La nuova realtà appare tanto più preoccupante se si considera che solo poco più di un mese è passato dalla sottoscrizione da parte di 25 dei 27 paesi UE di un patto fiscale improntato al rigore che sembrava aver dissipato le principali inquietudini per il futuro dell’unione monetaria. Parallelamente, qualcosa come mille miliardi di euro in prestiti a bassissimo tasso di interesse, erogati tra dicembre e marzo dalla BCE al sistema bancario europeo, avevano ancor più fatto sperare che il peggio era ormai dietro le spalle. Ben presto tuttavia, i dati negativi provenienti da molte parti d’Europa hanno reso evidente che, con ogni probabilità, il fondo deve ancora essere toccato.

Mentre nelle stanze del potere e sui giornali si discute della necessità di misure che favoriscano la crescita, raramente si parla di iniziative concrete che, inevitabilmente, comporterebbero un maggiore livello di spesa, determinando un nuovo aumento dell’indebitamento di molti paesi e nuove pressioni dei mercati. Tra le idee che sembrano trovare maggiore consenso vi sono poi un eventuale ruolo più attivo della BCE nello stimolare la crescita e l’emissione di Eurobond, misure entrambe osteggiate dal governo di Berlino.

A ben vedere, in ogni caso, questa tardiva presa di coscienza del fatto che le politiche di rigore deprimono l’economia appare ben poco credibile. Come venne ripetuto fino alla nausea dopo lo scoppio della crisi globale nell’autunno del 2008, infatti, praticamente tutti i politici e gli economisti hanno assimilato la lezione della Grande Depressione degli anni Trenta del secolo scorso negli Stati Uniti, aggravata proprio quando il governo americano interruppe precocemente le politiche di deficit spending provocando un nuovo rallentamento dell’economia.

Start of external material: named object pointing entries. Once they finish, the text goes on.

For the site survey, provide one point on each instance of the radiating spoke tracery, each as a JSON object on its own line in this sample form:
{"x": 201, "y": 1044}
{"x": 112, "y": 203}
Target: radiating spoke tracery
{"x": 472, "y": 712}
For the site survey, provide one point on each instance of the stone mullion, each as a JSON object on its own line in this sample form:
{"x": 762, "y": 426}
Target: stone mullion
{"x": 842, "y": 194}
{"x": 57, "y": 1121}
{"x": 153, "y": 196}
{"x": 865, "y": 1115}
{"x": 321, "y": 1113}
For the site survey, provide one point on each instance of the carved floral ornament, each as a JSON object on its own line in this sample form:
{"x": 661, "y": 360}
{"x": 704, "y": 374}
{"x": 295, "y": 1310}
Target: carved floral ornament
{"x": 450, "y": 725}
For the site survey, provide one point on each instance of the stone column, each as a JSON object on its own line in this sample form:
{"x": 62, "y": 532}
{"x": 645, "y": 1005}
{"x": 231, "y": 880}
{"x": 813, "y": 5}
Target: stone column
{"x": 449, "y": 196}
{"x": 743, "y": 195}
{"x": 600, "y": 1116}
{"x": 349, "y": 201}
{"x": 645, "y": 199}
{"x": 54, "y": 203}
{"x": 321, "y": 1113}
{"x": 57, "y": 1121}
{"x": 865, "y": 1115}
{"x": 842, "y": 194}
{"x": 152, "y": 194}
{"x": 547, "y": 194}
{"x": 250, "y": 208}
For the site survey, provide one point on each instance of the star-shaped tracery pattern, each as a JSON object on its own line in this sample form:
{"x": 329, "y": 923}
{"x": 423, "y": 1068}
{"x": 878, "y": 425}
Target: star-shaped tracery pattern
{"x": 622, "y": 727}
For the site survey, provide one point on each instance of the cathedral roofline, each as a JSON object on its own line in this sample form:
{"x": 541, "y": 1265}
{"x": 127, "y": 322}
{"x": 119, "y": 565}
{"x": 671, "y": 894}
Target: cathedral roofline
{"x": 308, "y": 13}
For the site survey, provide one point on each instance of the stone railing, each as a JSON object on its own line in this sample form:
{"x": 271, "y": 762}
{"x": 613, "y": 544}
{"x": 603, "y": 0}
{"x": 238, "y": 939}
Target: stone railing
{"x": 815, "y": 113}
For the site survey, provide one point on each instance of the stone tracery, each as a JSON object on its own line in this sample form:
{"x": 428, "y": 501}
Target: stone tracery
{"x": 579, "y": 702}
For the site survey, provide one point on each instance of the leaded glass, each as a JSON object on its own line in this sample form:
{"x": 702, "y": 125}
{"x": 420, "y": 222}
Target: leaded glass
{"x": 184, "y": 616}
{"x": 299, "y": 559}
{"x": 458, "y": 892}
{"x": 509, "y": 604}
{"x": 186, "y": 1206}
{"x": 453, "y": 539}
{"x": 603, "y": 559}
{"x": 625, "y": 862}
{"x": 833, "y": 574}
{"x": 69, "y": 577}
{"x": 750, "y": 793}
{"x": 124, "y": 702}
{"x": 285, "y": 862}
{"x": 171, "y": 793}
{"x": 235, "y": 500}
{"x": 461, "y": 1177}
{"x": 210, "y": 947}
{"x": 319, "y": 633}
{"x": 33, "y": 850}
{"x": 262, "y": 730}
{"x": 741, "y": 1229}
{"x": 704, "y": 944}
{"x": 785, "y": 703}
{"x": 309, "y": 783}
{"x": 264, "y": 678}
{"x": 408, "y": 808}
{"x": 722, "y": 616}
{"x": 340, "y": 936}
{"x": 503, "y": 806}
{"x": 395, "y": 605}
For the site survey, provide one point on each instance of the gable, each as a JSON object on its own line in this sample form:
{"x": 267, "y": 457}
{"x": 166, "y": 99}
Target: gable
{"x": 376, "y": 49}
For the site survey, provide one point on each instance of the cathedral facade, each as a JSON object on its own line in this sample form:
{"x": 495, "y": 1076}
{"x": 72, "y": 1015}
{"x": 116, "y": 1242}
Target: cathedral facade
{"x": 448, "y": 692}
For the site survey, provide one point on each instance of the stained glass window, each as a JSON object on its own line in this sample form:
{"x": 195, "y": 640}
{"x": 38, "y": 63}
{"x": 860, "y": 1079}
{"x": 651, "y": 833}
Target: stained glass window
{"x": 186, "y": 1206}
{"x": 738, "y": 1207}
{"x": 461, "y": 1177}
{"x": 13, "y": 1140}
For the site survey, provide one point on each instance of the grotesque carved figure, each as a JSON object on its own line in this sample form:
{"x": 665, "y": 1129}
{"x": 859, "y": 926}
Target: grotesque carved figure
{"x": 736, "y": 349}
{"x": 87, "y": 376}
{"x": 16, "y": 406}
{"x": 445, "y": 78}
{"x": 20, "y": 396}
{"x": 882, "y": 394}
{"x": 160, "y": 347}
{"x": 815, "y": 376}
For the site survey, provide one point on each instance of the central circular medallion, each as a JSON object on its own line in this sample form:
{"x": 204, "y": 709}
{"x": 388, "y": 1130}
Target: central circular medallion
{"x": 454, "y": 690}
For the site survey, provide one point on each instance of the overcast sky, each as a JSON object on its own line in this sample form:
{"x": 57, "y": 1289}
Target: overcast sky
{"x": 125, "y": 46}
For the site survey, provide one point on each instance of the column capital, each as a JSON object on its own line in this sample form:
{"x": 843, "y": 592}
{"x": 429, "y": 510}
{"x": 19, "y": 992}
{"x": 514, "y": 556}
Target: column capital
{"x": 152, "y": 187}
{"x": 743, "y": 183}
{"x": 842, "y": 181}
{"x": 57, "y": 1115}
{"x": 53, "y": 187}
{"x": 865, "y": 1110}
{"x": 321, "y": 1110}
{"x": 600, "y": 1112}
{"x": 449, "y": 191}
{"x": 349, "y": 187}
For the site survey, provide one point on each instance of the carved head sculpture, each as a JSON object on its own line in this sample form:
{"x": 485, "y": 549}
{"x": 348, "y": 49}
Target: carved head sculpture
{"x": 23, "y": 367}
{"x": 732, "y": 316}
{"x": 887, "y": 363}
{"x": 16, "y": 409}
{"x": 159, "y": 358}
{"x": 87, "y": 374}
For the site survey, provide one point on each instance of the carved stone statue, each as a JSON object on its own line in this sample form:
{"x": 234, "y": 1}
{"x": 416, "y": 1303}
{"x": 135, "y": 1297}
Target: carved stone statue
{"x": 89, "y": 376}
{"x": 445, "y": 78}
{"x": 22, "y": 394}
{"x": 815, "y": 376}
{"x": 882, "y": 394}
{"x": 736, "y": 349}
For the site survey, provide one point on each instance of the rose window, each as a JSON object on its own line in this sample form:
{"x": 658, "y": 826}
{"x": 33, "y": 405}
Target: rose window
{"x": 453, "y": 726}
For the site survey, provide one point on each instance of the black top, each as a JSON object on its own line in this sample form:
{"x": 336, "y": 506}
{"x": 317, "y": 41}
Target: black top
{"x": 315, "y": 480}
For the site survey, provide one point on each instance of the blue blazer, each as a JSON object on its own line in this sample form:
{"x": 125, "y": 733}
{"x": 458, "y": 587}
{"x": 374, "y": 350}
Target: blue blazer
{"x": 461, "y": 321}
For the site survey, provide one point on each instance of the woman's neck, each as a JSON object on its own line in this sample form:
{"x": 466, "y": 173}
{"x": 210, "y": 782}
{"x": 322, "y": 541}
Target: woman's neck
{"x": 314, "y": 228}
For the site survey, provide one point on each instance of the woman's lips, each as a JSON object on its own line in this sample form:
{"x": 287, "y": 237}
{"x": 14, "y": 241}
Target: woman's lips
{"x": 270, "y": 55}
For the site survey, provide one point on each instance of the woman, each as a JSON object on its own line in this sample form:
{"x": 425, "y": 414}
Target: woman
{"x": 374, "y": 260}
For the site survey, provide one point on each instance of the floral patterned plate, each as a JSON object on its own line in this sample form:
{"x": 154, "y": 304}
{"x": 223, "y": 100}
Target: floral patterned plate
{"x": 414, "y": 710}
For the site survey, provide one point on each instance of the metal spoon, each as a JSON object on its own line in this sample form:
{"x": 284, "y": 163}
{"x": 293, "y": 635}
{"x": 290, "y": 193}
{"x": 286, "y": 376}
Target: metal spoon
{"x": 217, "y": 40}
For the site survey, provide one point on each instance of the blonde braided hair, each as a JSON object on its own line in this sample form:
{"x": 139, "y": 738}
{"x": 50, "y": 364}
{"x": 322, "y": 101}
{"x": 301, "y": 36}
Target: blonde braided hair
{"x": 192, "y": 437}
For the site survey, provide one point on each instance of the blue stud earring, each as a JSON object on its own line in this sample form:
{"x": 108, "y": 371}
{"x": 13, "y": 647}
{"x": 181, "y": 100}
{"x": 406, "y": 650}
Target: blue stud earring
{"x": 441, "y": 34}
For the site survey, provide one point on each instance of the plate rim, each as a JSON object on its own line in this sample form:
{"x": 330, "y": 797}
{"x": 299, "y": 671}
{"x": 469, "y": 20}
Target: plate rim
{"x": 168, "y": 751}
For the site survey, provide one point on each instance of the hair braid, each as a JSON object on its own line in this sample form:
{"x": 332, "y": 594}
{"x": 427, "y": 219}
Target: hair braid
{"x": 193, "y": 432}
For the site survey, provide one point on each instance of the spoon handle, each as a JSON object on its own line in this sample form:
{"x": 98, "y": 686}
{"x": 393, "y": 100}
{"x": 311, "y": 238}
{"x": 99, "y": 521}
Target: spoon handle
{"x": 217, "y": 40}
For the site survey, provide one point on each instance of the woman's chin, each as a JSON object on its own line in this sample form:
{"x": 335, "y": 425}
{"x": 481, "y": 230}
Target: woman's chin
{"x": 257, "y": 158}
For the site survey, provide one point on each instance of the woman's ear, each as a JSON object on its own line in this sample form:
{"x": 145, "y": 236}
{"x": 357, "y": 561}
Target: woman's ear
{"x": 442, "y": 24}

Anche per questo motivo, appare dunque chiaro che quella in corso si tratta di una strategia ben orchestrata da parte delle élite politiche e finanziarie internazionali, secondo la quale sono stati dapprima implementati tagli selvaggi alla spesa pubblica per ridimensionarla drasticamente nel medio e lungo periodo, senza scrupolo alcuno per le conseguenze sull’economia e sulle condizioni di vita della maggior parte della popolazione, mentre in questa nuova fase l’obiettivo principale è la deregolamentazione del mercato del lavoro, così da creare una vasta manodopera a basso costo e senza diritti. Il tutto, com’è ovvio, propagandato come manovra indispensabile per stimolare la crescita economica.